Mysterious and prolific beyond the grave

The author has been a mystery of French literature since the Goncourt prize which he refused in 1951 for Le Rivage des Syrtes. “Gracq has not been forgotten, he has a loyal following”underlines Isabelle Daunais, professor of literature at McGill University in Montreal.

Several unpublished have emerged since his death. Like “War Scrolls”, in 2011, which consisted of a diary kept in May–June 1940 and a fiction sketched from that diary. In 2014, Sunset Lands showed an abandoned novel that Gracq had worked on between 1953 and 1955. And life knots, in 2021, was a collection of various fragments.
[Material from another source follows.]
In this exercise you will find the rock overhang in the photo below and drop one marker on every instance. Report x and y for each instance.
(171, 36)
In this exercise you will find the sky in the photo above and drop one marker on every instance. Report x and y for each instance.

The publication of his work is far from over. A story titled Partnership, in all likelihood the first by Gracq in 1931, is still waiting to arrive in bookstores. The writer, by his will, also prohibited the publication, for the 20 years following his death, of 29 notebooks which he called Minutes.

What is in these 3,500 pages? One of the few people who leafed through them, a curator at the BnF, Marie-Odile Germain, explained to Isabelle Daunais that they were “the framework of day-to-day, fragmentary writing, freed from fiction and the subject”. “We will perhaps, not certainly, have elements of an autobiographical nature. Things maybe freer, more eccentric, we don’t know”believes for his part Michel Murat.